Apple has grown so much in China over the last two years that its regional operating profit far exceeds the country’s native tech giants, fueled by extensive diplomatic efforts.
It is well known that Apple relies heavily on China for its massive production capacity, albeit one that is in the spotlight due to a COVID outbreak affecting its biggest iPhone factory. At the same time, Apple is also seeing business in the country soar considerably, making it the biggest in China.
The pandemic’s lifestyle changes allowed Apple’s China business to grow considerably in a short space of time, with operating profits up 104% over 24 months to $31.2B in the financial year to September. The Financial Times writes this is more than China’s top two tech companies combined, with Tencent at $15.2B and Alibaba at $13.5B.
The publication points to the profits as being the result of a bargain between Apple and China that allowed the iPhone producer to avoid a “crackdown on homegrown tech groups.”
The deals, created as part of CEO Tim Cook repeated diplomatic visits to the country over the years, has helped Apple significantly bolster its supply chain in the region. The bargain helps Apple maintain its “unfettered access” to cost-effective labor and factories, which are important to its success.
“It’s clear to Beijing that it’s a two-way street,” said Brian Merchant, author of “The One Device: The Secret History of the iPhone.” With higher pay and working standards for firms contracting to Apple, it’s “helped boost wages towards the middle class.”
However, critics insist that such a closeness to the government and access to resources has also made Apple more willing to go with administrative demands.
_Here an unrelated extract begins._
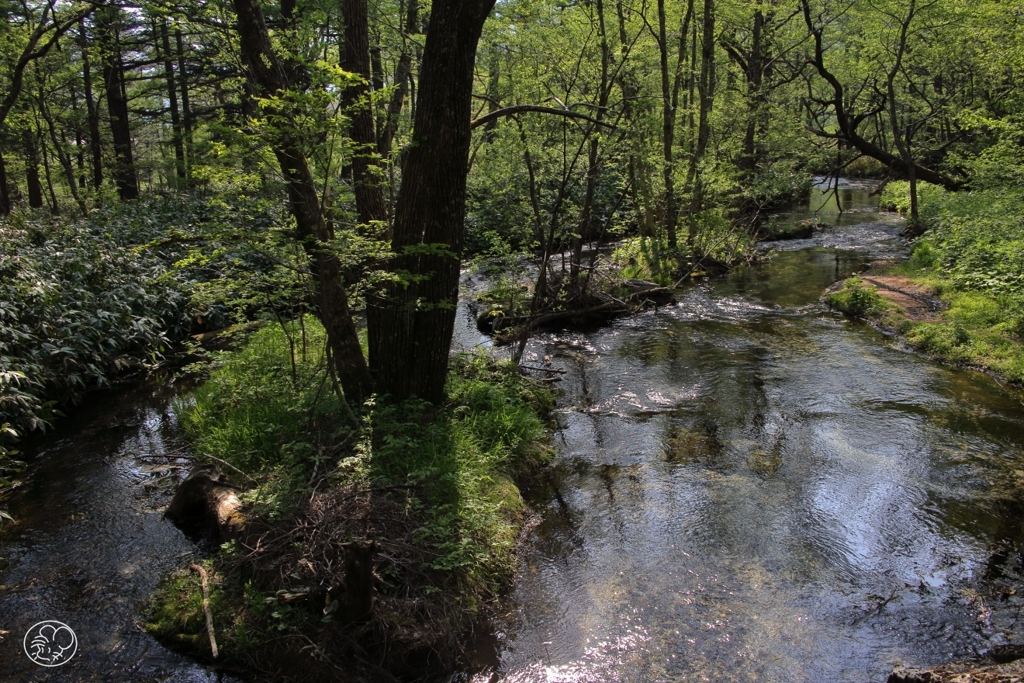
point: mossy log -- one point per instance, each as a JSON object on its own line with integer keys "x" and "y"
{"x": 206, "y": 506}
This includes storing Chinese user data in a data center owned by a provincial government, the crackdown on thousands of apps from the App Store, and for Apple not to rock the boat on sensitive topics.
“Apple’s vision of a controlled, locked-down ecosystem for the customer experience maps into the same vision, the same control, that the Communist party wants to have in China,” said Guardian Project director Nathan Freitas. “They see eye-to-eye on what, for a harmonious society, you need. It’s just one is a phone ecosystem, the other is a nation.”
The diplomacy has its other benefits for Apple, including the severe weakening of Huawei. In 2019, Chinese citizens helped buy Huawei smartphones, supporting the local producer to a point that it overtook Apple in global sales that year.
Also in 2019, Huawei brought out 5G-capable smartphones, with Apple following in 2020. However, the security-related sanctions brought against Huawei by the U.S. in 2020 cut off access to key technologies, such as 5G chipsets, which severely harmed the company in a short space of time.
As Chinese consumers moved away from Huawei’s sudden lack of access to U.S.-based 5G chips, Apple saw its market share grow in comparably equal measure, dominating the premium end of the smartphone market.
Now, Apple practically owns the $600+ smartphone market in China, with few rivals able to compete at that level.